( dpa )- The arrival of the world's newest liner drew thousands of spectators to Sydney Harbour on Saturday.
A one-night-stand in Australia's biggest city signals the halfway point in the maiden round-the-world voyage of the 90,000-ton Queen Victoria.
Many of those on the waterfront for a first glimpse of the Queen Victoria will be back on Sunday to witness the happy coincidence of the two-month-old ship passing a fellow Cunard ship, the 43-year-old Queen Elizabeth 2, which is on its final circumnavigation before being tied up in Dubai to be refurbished into a luxury hotel.
The Queen Victoria, at 293 metres, is the same length as the ship it was built to replace. It comes in Cunard's standard blue-and-red livery and will swap whistle-blasts with the QE2 as it leaves the world's most majestic harbour for Brisbane.
The QE2 will berth in Sydney for the 29th and final time. Its first visit was in 1978, six years before it stopped in Bremerhaven, Germany, to have its engines converted from steam to diesel-electric.
The QE2 is Cunard's longest-serving ship, having clocked up a record 5 million nautical miles.
The last time Cunard liners named after British monarchs were in Sydney together was 12 months ago when the Queen Mary 2 and the QE2 drew a welcoming party of hundreds of thousands of people.

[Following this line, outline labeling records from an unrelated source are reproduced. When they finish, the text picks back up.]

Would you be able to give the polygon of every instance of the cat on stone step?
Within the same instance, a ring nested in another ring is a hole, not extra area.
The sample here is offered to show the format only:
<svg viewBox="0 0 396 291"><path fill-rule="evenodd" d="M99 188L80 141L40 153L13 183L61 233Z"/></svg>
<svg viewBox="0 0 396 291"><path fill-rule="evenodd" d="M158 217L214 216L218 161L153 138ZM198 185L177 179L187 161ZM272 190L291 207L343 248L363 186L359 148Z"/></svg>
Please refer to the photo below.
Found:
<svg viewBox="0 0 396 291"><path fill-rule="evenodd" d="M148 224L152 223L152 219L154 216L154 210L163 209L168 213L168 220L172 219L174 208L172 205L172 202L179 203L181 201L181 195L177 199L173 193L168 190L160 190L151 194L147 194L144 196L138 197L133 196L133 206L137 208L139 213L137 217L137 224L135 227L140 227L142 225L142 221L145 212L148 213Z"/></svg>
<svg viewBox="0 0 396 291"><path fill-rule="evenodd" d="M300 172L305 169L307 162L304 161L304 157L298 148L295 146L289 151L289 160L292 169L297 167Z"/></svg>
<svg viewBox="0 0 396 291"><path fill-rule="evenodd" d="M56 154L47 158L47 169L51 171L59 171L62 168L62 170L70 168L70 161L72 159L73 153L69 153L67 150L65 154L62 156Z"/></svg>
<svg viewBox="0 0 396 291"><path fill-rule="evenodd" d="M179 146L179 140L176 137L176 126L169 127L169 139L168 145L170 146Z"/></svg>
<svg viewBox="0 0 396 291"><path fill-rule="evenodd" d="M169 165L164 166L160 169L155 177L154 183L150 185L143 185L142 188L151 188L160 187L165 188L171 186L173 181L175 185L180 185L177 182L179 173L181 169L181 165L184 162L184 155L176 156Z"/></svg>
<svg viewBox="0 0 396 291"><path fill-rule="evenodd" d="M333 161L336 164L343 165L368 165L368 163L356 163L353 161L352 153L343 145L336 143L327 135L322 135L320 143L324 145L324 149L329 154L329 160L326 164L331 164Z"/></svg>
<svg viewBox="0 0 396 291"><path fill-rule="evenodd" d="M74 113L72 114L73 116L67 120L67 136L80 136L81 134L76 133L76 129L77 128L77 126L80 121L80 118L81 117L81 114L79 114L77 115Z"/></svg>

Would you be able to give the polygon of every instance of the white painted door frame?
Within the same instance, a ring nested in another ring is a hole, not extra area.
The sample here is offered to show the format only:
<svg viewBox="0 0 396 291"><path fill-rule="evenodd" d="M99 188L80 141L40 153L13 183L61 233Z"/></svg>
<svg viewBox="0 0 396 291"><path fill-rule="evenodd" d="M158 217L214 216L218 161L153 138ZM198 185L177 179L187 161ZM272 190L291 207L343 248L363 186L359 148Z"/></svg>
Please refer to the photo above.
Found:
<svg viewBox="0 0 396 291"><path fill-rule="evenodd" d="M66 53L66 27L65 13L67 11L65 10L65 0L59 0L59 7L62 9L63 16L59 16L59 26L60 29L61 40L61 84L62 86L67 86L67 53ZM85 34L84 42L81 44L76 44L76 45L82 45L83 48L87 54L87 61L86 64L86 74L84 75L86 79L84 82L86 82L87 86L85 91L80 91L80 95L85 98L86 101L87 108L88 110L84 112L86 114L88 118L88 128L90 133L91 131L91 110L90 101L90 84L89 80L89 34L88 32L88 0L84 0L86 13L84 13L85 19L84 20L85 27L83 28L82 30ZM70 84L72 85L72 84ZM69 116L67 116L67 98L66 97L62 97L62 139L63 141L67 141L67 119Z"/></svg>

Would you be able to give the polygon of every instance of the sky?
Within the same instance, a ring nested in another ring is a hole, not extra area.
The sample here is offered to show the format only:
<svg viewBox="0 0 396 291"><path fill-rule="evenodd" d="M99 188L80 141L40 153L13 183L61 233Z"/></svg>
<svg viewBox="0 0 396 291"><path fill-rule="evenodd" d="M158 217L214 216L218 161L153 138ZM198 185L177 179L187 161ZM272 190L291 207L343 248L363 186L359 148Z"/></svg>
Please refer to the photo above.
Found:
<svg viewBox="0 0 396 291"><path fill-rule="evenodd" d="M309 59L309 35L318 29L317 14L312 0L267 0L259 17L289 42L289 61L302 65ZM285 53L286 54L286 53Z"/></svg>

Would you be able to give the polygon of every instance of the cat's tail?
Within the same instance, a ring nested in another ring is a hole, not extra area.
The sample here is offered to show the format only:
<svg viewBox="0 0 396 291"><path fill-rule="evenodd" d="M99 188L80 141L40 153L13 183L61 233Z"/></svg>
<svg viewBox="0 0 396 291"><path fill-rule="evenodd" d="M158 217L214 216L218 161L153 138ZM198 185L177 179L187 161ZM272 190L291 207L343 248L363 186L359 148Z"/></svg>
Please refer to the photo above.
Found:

So many people made a beeline for the harbour that the city was in gridlock the whole day. The chaos was amplified by a pile up on the Harbour Bridge caused by a motorist watching the luxury liners rather than the road.
The 151,000-ton QM2, the largest moving object ever to visit Australia, was then halfway through its maiden round-the-world voyage. At 23 storeys and 345 metres, it was too big to dock at the berths set aside for cruise liners in Circular Quay next to the famous bridge and tied up at a naval yard instead.
Before the QM2 and the QE2 met in Sydney, the last time two Cunard queens were together in the harbour was April 9, 1941, when during their war service as troopships the original Queen Mary and Queen Elizabeth met in the waterway.
They were too big for any of the berths available at that time and had to ride at anchor. The Queen Mary was launched in 1934 and ended her days as a tourist attraction in Long Beach, California.
The Queen Elizabeth, which from 1938 to 1961 was the largest ocean liner in the world, was retired in 1968. Four years later in Hong Kong, the 83,000-ton vessel caught fire and capsized.